All three of these changes are reflected in the version briefed to US media but not in the earlier version leaked to Bloomberg (changes highlighted below in bold). IRGC-affiliated Tasnim News Agency noted on June 17—before the signing and the briefing to US media—that Bloomberg’s reported text was inaccurate and had “numerous flaws” related to Lebanon and the Strait of Hormuz.

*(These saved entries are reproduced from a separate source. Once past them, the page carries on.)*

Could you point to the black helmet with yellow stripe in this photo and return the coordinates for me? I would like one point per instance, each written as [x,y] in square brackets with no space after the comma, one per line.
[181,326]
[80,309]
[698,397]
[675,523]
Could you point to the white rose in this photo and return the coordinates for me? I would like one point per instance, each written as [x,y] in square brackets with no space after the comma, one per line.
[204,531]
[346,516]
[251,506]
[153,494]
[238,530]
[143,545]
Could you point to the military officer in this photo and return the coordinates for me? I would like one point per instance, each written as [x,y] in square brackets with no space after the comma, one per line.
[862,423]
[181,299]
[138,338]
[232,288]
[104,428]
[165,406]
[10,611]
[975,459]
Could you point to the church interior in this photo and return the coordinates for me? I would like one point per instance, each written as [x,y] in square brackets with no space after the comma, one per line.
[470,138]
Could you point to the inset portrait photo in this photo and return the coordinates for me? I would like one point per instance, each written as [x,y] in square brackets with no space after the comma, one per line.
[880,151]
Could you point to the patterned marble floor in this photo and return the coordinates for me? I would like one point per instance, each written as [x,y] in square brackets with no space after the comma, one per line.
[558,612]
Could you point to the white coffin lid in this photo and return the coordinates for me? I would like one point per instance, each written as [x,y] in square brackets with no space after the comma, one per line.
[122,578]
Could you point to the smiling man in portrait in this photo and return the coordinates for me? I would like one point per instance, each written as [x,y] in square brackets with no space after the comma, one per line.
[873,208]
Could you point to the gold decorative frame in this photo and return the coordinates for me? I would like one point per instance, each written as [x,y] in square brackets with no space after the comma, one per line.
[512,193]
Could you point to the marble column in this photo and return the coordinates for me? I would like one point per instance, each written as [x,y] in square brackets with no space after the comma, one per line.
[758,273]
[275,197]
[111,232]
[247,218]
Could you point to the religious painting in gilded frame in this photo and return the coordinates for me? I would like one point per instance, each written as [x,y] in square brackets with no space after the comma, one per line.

Top Iranian officials are using these changes to imply that they have satisfied their key war aims of controlling the Strait of Hormuz and preserving Hezbollah. Iranian First Vice President Mohammad Reza Aref said that Iran would retain control over the Strait of Hormuz and that vessels transiting the waterway should pay service fees for safe navigation of the strait. Iran continues to be the only threat against commercial shipping in the strait. Aref said that the Strait of Hormuz “belongs to Iran” and that its management will remain Iran’s responsibility. Clause 5 indicates that Iran would need to negotiate with the Gulf Arab states to ensure its management of the Strait, however, and it remains unlikely that the Gulf Arab states would acquiesce to Iranian demands without Iranian coercion. The fact that Iran can negotiate the status of an international waterway is nonetheless an erosion of long-established international law and norms enshrined in the UN Convention on the Law of the Sea (UNCLOS).